Today’s devotional is by Andrea Grattan
“Have you ever stood outside gazing up at the stars on a clear, crisp night, when all around is still and the stars are shining brightly as they light up the midnight blue sky? There is something very peaceful about the stillness and beauty of a silent night.
The words written by Joseph Mohr and the tune composed by Franz Gruber join together to give us one of the most loved and popular Christmas carols – ‘Silent Night’. As you may know, the carol was heard during World War One, specifically during a Christmas ceasefire in 1914 when German troops started singing ‘Stille Nacht’.
Can you imagine what that would have meant for the men (on both sides) embedded in their water filled trenches, cold and weary, far away from home and their loved ones at Christmas? The sounds of war fell silent and were replaced with voices singing, “Silent Night, Holy Night all is calm, all is bright”. For a short time they were no longer enemies but human beings – singing carols, sharing food, exchanging gifts and playing football together.
The carol itself transports us to Bethlehem many years ago.
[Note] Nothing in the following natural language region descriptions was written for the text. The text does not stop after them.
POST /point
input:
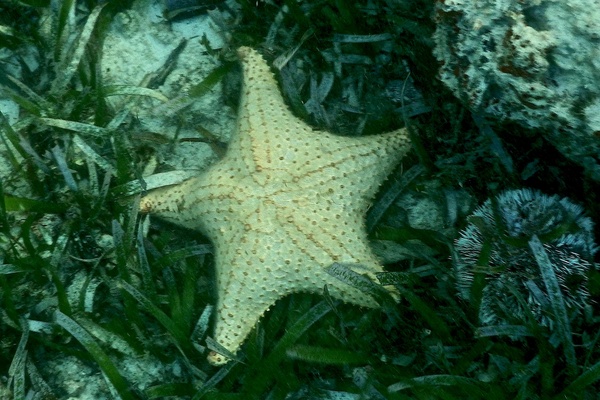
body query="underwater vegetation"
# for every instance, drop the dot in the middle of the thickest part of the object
(496, 302)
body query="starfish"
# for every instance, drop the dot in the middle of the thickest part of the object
(282, 205)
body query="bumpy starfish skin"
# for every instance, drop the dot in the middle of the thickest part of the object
(282, 205)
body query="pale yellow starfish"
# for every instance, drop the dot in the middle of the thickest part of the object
(282, 205)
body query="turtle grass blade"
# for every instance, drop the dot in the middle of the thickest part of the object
(113, 377)
(68, 66)
(590, 376)
(557, 302)
(264, 371)
(430, 381)
(324, 355)
(17, 367)
(378, 209)
(212, 382)
(503, 330)
(171, 326)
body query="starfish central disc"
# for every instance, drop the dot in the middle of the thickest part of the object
(283, 204)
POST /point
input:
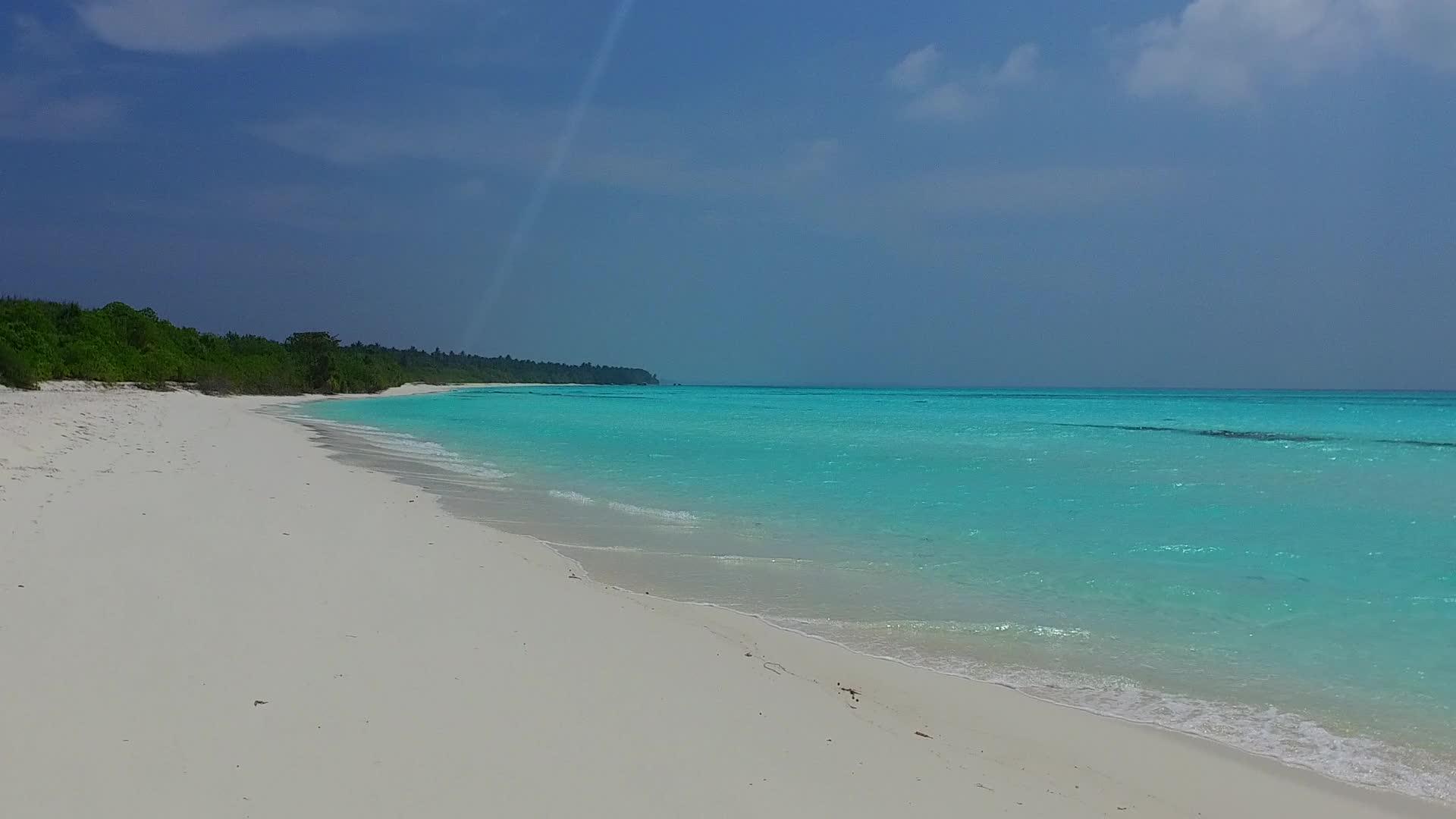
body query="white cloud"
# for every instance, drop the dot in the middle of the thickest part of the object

A place that many would have regarded as insignificant, but it was here that our Lord Jesus Christ was born. For Joseph and Mary, it had been a long day. They had travelled to Bethlehem to register for the census and Bethlehem was filled to capacity – there really was no room for them! After going from place to place to find somewhere to bed down for the night, an Innkeeper offers them a place of safety. It certainly was not the most glamourous or luxurious of places but it was somewhere, and it was here the Holy infant was born. The words of the carol depict calmness and tenderness – you can imagine Mary looking down at her baby boy, the birth now over and a baby cradled in her arms sleeping in heavenly peace!
Our attention is then drawn to the hills of Bethlehem, as the Shepherds go about their usual business of guarding their sheep. Lowly Shepherds, and yet, they were the ones chosen to hear the good news first that night. Out of nowhere, the sky is filled with brightness and “glories stream from heaven afar” and a heavenly chorus of “Alleluia” fills the air - “Christ the Saviour is born, Christ the Saviour is born”. No wonder the carol says, “Shepherds quake at the sight” – it would have been quite a shock and yet wonderful at the same time!
In the third verse we read, “Son of God, love’s pure light”. This reminds us that Jesus really is the gift of love from God Himself. The light of the world come to earth as a baby to shine the love of God into our lives – this was a new dawn and a new beginning. The promise given in the Old Testament, talked about over years and patiently waited for, was now here on earth.
This was the “dawn of redeeming grace” through Jesus Christ, God’s Son. Ephesians 2:8-9 tells us, “For by grace you have been saved through faith. And this is not your own doing; it is the gift of God, not a result of works, so that no one may boast“(ESV). God’s plan of redemption for humankind was born that night in the form of a small helpless baby, and yet this special, God-given baby was born to be King.
This Christmas, in the midst of everything that is going on, take the time to look up to the sky on a clear, crisp night and enjoy the stillness and the silence. Think about God’s creation and His wonderful gift to the world of Jesus Christ, and ponder on the words of Psalm 46:10 - “Be still, and know that I am God”.